Bugün Kürt sorunu çözümü hendek savaşı içinde hendeğe
gömüldü gibi gösterildi, ama hendek kısa sürede kan ile dolunca sorun yine
ortada kendisini dayatır oldu.
Kirli savaşın tüm yöntemleri açık açık konuşa konuşa
uygulanıyor ama uygulanan tüm yöntemler boşa düşmüş durumda…
Twitter'den ABD başkanı emperyalist düşünceler içinde “artık
bu sorunu PKK ile Türkiye arasında arabulucu olarak çözüm masasında benim
aracılığım ile çözülecek” dedi, çünkü Ortadoğu’da artık en büyük etnik kimliğin
bir devlete ihtiyacı var, “şamar oğlan” konumundan çıkarılıp muhatap olan bir
devlete kavuşması şart.
İran, Irak, Suriye ve Türkiye bugüne kadar şamar oğlan olarak
gördüğü, sürgün diyarı, kara paranın hareket alanı olan bölgeden elini eteğini
çeksin, devlet olursa eğer oradan ipek yolu da, baharat yolu da güvenli,
kontrol edilebilir bir şekilde ticaret akışı sağlanabilir ve Ortadoğu barışı
için en önemli bir alan olabilir, çünkü bugüne kadar Ortadoğu’da barış
olmamasının en önemli sebebi “istikrarlı bir komşuluk” ilişkisinin olmaması,
bir çok silah üreticisi için önemli kaynaktı, ama bugün küreselleşmenin
zorladığı bir şey var, istikrar ve kara paranın kontrol altında devletler eli
ile yürütülmesi...
PKK konusunda basma kalıp cümleler ile onu dışlayan tavırlar
ve yok sayan anlayış yerini Kürt sorunu anlayan ve o sorun içinde PKK
gerçekliğini kabul eden bir yeni bakış açısı beyinlere işlenmesi gereklidir.
Her savaşan yapının bir çocuk katili olduğunu gösteren bir
sürü kanıt bulunabilinir, sınırın öteki yanına geçip bizim tarafa iki roket
attın mı mutlaka yolda oynayan bir çocuk ölür...
Yani propaganda için bile çocuk ölebilir...
Sorun çocuk ölümü değil, sorun daha derinlerde ve çözülmesi
gereken bir sorundur.
Dünyada federal çözümler, üniter çözümler gibi çözüm yolları
belli olan sorunu çözmüş alanlar var, bizler artık klasik ulus devleti anlayışı
ile sorunu çözemediğimiz ortada, onun yerini çok kültürlü bir arada yaşamı
savunan, ülkenin tek ulus olmadığı, bayrağın tek ulusu temsil etmediği,
yazışmaların tek dil ile yapılmadığını kabul edip çözüme bir adım atmak
zorundayız.
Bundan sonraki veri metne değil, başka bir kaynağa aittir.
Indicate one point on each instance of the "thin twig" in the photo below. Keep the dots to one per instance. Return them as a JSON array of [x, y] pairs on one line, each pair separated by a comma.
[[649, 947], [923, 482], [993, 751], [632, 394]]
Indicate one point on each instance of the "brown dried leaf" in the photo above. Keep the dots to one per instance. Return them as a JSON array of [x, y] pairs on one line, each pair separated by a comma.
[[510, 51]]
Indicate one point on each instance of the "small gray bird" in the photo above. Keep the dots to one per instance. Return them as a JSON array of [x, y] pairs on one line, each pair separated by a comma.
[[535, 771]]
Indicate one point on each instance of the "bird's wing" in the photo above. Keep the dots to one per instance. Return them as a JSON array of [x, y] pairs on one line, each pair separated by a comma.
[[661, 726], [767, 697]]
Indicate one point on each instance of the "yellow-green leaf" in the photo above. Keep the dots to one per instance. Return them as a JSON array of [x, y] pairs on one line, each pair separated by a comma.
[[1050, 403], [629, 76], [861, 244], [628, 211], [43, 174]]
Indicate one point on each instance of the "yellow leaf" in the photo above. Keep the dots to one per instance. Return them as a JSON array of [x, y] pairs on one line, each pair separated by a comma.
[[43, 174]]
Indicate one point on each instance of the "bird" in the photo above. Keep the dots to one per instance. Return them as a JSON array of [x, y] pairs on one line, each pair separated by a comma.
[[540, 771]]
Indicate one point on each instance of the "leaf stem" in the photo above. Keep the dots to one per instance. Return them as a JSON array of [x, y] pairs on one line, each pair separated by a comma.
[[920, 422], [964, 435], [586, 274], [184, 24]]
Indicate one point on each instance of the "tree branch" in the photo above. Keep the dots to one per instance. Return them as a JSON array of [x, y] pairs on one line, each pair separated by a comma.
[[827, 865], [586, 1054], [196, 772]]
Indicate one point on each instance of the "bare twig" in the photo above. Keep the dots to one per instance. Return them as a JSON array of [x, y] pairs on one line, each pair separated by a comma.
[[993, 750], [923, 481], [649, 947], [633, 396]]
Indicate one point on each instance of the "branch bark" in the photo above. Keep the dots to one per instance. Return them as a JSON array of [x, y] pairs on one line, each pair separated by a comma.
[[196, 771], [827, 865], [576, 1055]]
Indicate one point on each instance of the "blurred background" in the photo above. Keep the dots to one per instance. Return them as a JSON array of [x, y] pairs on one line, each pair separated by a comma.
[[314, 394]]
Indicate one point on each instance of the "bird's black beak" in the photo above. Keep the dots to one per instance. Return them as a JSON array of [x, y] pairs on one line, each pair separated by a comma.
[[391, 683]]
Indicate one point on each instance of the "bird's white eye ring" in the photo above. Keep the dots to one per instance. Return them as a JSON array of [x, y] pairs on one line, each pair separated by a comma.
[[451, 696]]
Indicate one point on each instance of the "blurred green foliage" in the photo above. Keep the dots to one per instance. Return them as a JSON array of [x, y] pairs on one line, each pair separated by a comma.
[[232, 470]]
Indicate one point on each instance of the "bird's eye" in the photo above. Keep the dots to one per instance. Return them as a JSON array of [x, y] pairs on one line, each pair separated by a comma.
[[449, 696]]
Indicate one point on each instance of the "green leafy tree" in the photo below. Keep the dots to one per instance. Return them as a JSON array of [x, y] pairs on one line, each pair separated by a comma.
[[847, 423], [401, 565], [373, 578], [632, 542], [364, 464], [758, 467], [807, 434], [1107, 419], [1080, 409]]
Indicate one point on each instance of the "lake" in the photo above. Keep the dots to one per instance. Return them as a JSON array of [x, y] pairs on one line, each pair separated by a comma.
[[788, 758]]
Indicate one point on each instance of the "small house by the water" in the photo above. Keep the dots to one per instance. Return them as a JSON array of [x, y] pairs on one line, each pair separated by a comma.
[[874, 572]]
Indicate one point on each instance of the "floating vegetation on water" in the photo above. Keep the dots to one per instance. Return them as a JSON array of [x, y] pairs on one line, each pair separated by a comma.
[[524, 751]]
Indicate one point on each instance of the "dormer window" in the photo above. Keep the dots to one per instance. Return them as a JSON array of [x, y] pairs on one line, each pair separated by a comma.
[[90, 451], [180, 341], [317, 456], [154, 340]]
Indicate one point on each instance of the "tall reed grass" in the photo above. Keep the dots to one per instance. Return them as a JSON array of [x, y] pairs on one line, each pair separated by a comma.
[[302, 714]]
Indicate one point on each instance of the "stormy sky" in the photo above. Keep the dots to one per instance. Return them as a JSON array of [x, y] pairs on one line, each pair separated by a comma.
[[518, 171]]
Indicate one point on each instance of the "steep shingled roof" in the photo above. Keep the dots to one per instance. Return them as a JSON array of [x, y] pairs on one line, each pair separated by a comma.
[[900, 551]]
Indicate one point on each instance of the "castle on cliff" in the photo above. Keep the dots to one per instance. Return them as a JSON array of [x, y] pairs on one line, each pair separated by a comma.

Aksi halde birileri gelir, masasının başında eline cetvelini alır
ve yeniden sınırlarını çizer.
Türkiye denen ülke bu şekilde masa başında sınırları belli
olan ülkedir. Bakmayın ulus devleti tarihi masallarına, gerçek sizin okullarda
okutulan tarihlerden farklıdır ve o fark ile yüzleşin... Son Osmanlı Meclisinin
aldığı karar olan “misaki milli” sınırlar ile bugün ki Türkiye arasında ki
farkı inceleyin, kendi devletiniz içinde yapılmış bir demiryolu bile sizin
ülkenizin sınırı olabiliyor.
Osmanlı imparatorluğunun içinden onlarca devlet çıkaran masa
başında ki güçler, ihtiyaç olmasaydı Türkiye diye bir devlet yaratmazdı...
Bugünlerde yeniden masalar kuruluyor ve ellerine cetvel
almış siyasiler sınırlar ile oynayabilir, sizlerin her türlü itirazının bir
anlamı yok, çünkü kendinizi ortaya koyacak, soruna çözüm odaklı yaklaşımınız
olmazsa birileri size dayatır ve kabul edersiniz.
Kürt sorunu hemen şimdi çözün, onun yolu da savaş, istila
adını ne koyarsanız koyun sonlandırmaktan geçiyor...
Yarı sömürge bir devletin emperyalist rüyası kısa sürer…
Kuruluş sırasında kendisine verilen sınırlar içinde yok
saydığı hakların yaşadığı bölgelerde zaman içinde onların sorunlarına çare
olacak doğru adımlar atılmadığı zaman o yerde ister istemez istilacı konumuna
düşer hakim devlet ve o istilacı konumundan kaynaklı orada isyanlar başlar.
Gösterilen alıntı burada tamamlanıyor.